Where are you on your journey through the wilderness?

“We do not receive wisdom, we must discover it for ourselves, after a journey through the wilderness which no one else can make for us, which no one else can spare us.”                                                                                                                     – Marcel Proust

We all have a sense of ourselves. We are comfortable in ourselves. Our way seems ‘normal’ to us. But we know there really isn’t a normal, is there? And if we spent most of our time alone, we would never know anything else other than our way. And that would be fine. But we aren’t alone. There are plenty of other ways out there to consider.

Now we can have our little quirks. This is what it’s called when the way we are different isn’t really a big deal, and people tend to look at it as an amusing thing, this little difference. We don’t pay a lot of attention to this, because it really doesn’t affect anything important to us. But what happens as the quirks become bigger?

Well, that kind of depends on who you are. We are all taught certain ways of being from the start. And some of us subscribe heartily to these ways. They make sense to us, and these ways eventually can become the definition of who we are. That’s so important – to know who we are. These people find comfort in being alike, in being part of a group of like-minded others. It’s safe and reassuring.

Then there are others, who learn this same way of being, only to question it from the very start. They go along for awhile – even though it feels a little odd, questioning, listening to the answers and wondering why things are the way they are. Some of them think they might have a better idea, and some decide to try it out and see what happens. Of course, this is the smaller group – there are less of these types, and so opposition is common. Going against the grain, you have to be determined, because there is always someone out there who is going to tell you that you are wrong, or that your idea is never going to work. Some of us stubbornly go ahead with our ideas anyway.

And there is nothing wrong with this, and yet sometimes the people from the first group get a bit annoyed and upset with the people in the second group. Somehow their ideas and individuality are seen as some sort of threat, and must be stifled. Exactly why, I am not sure. I have always found that being the devil’s advocate in any conversation makes people really think about where they stand on an issue. It’s a good thing, a healthy way of testing to see if what you believe in has real teeth and not just a regurgitation of someone else’s ideals. I have learned a lot about people during these conversations. I have learned a lot about myself as well.

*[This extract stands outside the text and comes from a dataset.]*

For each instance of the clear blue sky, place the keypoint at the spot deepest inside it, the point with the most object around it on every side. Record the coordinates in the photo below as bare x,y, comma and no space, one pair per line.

I have never been satisfied with doing things the way they have always been done. I’ve driven a lot of people nuts by questioning and grinding away at their belief systems. It helps me understand why people do what they do, and helps me know why I firmly believe in the things I do. I like to think hard about why things are the way they are, but I find that a lot of people would rather not. People seem to like to do what they are told. People seem to like to do what large numbers of other people are doing. It’s that comfort thing.

So when someone like me decides to head off in an unconventional direction, you can be sure that there is someone out there at the ready to give me some flack about it. But I really don’t mind. I have been going off in strange directions since the third grade, and have gotten pretty used to the odd reactions it gets from all sorts of people. It’s actually a good thing, because when I get a reaction from someone, that means I’ve made them think about something they might not have considered before. I’ve affected them. Or perhaps it’s more accurate to say they’ve allowed me to affect them.

When I have strong reactions to something that’s been said or done, I take a hard look at why I am reacting that way. What am I afraid of? What is really happening here? Something about how I define myself is being challenged, and I am fighting against it. What if I am not who I think I am? Who am I? Does it matter? Can I be okay with that? These are scary questions, and answering them can lead to dark places we’d rather not explore. Not all of us are willing to go there. Sometimes, it’s a good idea to just sit with the questions and let the answers bubble up with time.

We’ve all had difference life experiences that have shaped our values throughout our lives. This is what drives our reactions. They aren’t good or bad, right or wrong… they just are. And they are all just as valid, even if we can’t find a way to relate to some of them. We are all on the same path, just in different places, travelling at difference paces. We’ll all get there, but we have to find the way on our own, in our own time.